By Gergely Szakacs and Alan Charlish
BUDAPEST/WARSAW (Reuters) – Russia’s invasion of Ukraine is putting pressure on central banks along the European Union’s eastern flank to prop up their weakening currencies, forcing Czech and Polish rate-setters into market interventions and Hungary into prolonged rate hikes.
The market sell-off in the wake of the Russian invasion on Feb. 24 and a looming energy price shock in Europe due to a surge in global oil and gas prices compound already strong underlying price pressures in the region, and the currencies’ sharp weakening could fuel additional inflation.
Economists say against this backdrop, the region’s central banks – which have been fighting inflation with rate hikes since June 2021 – have little choice now but to intervene as needed and tighten policy further even as the growth outlook is set to deteriorate as a result of the military conflict.
“The implications of the conflict for CEE-4 monetary policy are firmly hawkish, in our view,” economists at Goldman Sachs said.
“While the crisis is likely to have a dampening effect on growth, the combination of higher commodity prices and FX depreciation is significantly inflationary.”
“Moreover, this pro-inflationary shock is occurring at a time when CEE-4 central banks have been trying to tighten financial conditions to bring exceptionally high inflation rates under control. The recent depreciation of CEE-4 exchange rates is making this task more difficult.”
Goldman Sachs has raised its forecast for peak official rates by 50 bps to 5.5% in Poland, Hungary, the Czech Republic and Romania.
On Friday, the Czech National Bank (CNB) intervened in the market against excessive volatility and crown depreciation, its first such move since abandoning a cap on the Czech currency in 2017, lifting the unit from 10-month-lows.
The CNB, which said “it is active on the foreign exchange market and is conducting operations to mitigate excessive fluctuations and depreciation of the crown”, followed the Polish central bank in intervening on Friday.
The Czech central bank has already raised rates by 425 basis points since last June to bring its rate to a 20-year high of 4.5% and analysts see chances the bank will raise rates by up to 50 basis points at its next meeting in late March.
The National Bank of Poland also stepped in to prop up its currency by selling foreign currency for zlotys, while the National Bank of Hungary delivered its biggest rate increase since late-2008 to rein in the forint from successive all-time-lows.
Despite those moves, all three currencies, which started the year on a strong footing, have remained in the red for the year, with the zloty trading at 13-year-lows. The forint plumbed record lows this week, falling to 385.97 versus the euro by Friday afternoon from 372 on Monday.
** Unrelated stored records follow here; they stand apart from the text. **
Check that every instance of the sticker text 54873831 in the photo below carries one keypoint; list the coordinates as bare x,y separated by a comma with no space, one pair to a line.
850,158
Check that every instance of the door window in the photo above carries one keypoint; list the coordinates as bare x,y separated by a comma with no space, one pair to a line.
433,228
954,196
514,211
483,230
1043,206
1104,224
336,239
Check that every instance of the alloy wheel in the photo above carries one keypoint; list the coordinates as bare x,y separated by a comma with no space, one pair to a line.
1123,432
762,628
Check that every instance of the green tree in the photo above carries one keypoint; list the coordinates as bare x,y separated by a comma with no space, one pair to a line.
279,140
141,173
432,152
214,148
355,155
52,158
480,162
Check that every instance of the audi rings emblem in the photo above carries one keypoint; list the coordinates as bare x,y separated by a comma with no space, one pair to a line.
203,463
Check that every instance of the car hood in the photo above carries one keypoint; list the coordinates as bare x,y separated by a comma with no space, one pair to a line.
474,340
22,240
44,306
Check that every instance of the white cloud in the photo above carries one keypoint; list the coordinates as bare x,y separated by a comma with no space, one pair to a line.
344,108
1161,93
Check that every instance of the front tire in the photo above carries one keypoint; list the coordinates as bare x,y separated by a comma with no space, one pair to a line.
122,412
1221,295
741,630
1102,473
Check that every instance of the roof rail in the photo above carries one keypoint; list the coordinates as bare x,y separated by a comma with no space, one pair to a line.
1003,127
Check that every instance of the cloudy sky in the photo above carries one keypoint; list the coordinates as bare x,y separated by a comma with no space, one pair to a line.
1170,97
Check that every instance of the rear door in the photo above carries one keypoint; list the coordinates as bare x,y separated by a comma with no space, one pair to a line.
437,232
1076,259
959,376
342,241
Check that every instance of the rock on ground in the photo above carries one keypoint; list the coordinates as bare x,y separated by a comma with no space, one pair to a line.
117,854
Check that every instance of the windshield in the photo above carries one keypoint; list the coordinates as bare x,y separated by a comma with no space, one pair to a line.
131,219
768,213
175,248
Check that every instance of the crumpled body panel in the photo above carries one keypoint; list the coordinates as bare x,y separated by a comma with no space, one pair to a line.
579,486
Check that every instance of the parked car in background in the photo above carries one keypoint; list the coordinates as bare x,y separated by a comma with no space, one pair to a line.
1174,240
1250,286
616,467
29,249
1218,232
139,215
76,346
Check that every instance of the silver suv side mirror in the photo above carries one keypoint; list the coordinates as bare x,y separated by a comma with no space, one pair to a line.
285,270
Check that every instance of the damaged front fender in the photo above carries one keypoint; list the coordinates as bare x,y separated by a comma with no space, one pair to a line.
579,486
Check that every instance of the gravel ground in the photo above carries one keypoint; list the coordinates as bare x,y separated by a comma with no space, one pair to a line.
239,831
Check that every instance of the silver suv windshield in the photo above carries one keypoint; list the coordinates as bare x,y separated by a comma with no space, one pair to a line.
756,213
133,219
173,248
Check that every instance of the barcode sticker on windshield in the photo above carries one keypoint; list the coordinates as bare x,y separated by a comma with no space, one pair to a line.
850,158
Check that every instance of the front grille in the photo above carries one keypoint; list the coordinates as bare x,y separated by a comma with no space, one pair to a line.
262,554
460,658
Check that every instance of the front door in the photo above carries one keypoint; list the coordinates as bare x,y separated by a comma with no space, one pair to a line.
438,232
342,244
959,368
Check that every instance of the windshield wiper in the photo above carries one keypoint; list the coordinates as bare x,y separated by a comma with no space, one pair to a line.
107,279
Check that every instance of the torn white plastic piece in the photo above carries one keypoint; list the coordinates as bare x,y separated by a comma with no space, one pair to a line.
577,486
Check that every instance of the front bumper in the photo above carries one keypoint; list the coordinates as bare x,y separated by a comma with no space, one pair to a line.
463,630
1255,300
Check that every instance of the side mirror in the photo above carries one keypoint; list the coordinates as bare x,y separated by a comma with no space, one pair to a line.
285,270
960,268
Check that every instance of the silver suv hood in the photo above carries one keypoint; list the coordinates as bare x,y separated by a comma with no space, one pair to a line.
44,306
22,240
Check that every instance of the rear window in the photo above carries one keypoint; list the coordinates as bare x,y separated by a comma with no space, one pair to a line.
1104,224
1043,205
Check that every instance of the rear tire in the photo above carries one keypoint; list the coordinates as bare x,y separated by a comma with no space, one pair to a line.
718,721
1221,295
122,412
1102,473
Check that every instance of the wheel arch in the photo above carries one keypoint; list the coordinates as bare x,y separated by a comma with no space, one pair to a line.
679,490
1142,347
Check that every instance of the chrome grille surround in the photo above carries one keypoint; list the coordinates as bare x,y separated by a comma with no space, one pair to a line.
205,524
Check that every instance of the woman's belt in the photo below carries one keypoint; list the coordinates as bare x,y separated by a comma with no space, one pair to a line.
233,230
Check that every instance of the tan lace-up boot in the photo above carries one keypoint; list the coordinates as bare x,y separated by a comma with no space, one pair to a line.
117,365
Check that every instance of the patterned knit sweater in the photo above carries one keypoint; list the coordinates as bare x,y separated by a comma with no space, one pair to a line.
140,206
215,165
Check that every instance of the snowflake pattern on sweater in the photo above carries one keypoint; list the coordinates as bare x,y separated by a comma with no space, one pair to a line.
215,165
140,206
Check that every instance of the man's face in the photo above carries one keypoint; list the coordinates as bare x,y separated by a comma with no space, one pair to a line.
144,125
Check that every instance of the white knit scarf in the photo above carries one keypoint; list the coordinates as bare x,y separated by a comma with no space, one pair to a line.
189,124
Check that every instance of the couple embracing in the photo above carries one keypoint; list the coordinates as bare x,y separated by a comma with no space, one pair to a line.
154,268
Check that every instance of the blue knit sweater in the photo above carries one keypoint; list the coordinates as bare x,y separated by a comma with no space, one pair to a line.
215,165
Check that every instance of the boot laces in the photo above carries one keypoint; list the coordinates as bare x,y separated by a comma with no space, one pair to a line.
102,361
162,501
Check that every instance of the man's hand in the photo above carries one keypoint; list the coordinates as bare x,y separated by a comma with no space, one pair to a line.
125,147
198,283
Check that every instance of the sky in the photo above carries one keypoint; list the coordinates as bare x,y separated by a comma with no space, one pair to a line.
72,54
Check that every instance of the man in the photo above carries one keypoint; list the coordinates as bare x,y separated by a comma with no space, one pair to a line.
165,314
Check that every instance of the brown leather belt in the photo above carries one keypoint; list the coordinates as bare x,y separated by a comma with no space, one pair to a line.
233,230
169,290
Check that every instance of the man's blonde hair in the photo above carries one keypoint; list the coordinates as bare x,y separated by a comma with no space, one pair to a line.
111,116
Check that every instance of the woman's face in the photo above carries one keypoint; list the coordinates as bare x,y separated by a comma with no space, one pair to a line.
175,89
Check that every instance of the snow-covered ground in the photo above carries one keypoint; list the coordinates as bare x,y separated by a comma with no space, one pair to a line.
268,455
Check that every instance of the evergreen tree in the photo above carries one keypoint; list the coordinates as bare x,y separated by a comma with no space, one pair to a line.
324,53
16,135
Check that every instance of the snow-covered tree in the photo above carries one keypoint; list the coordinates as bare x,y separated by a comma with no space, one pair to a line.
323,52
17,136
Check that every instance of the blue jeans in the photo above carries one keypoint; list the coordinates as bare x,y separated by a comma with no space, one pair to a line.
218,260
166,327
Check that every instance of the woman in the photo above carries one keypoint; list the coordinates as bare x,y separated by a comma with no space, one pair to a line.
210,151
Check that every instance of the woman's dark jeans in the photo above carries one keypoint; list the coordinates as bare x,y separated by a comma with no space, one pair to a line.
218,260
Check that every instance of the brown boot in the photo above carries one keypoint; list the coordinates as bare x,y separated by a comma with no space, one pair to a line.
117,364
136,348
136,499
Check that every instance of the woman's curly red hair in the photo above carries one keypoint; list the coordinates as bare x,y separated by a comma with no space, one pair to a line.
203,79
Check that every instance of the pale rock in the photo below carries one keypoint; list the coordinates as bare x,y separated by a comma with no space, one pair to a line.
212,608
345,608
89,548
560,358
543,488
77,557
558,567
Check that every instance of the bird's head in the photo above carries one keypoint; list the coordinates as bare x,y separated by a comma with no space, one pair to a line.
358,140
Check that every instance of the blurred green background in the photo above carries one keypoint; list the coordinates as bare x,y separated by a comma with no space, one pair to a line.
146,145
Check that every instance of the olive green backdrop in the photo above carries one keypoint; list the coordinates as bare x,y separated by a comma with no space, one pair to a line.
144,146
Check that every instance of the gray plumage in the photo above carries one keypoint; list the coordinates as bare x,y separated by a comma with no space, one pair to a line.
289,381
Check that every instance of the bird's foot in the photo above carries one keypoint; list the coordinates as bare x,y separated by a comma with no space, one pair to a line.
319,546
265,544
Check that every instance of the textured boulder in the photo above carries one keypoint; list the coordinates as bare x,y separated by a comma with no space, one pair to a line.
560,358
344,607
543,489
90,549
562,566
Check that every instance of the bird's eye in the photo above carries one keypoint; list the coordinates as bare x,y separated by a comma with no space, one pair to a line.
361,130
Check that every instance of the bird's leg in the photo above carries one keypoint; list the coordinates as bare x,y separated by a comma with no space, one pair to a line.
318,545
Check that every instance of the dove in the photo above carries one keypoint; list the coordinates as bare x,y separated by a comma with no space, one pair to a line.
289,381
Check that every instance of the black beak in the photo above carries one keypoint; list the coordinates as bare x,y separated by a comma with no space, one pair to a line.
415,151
Graphic: A Bad Week- https://fingfx.thomsonreuters.com/gfx/mkt/xmpjoejwmvr/2022-03-04%20Forint%20worst%20week.png
DOUBLE-DIGIT INFLATION
Central banks cannot do anything other than remain hawkish in the near term, economists at Wood and Co. said in a note, projecting a 2 percentage point drop in 2022 economic growth compared to their previous baseline due to the inflation shock.
“There is a high risk of double-digit inflation this year, moderating, but staying two-to-three times the central banks’ targets in 2023E,” they said.
Economists say rising Romanian swap yields also signal central bank intervention to keep the leu stable.
The central bank has denied comment but it has a long track record of FX interventions to stem large currency volatility.
The National Bank of Poland meets next Tuesday when it is expected to raise its key rate by 50 bps to 3.25%.
The National Bank of Hungary holds a non-rate setting meeting on Tuesday, which some economists expect to turn into a rate-setting meeting after the bank exhausted its room for manoeuvre with Thursday’s massive hike.
The bank raised its one-week deposit rate to 5.35%, just 5 bps shy of the top of its interest rate corridor.
Economists at UniCredit said the NBH could also end up having to intervene this year if government price caps to keep a lid on inflation, which rose to a near 15-year-high in January, are removed after an April general election.
“We believe that rate hikes cannot strengthen the currency on their own. If EUR/HUF remains close to 380 for longer, the FX pass-through could exceed 1pp,” UniCredit said. The NBH has declined comment on direct market interventions.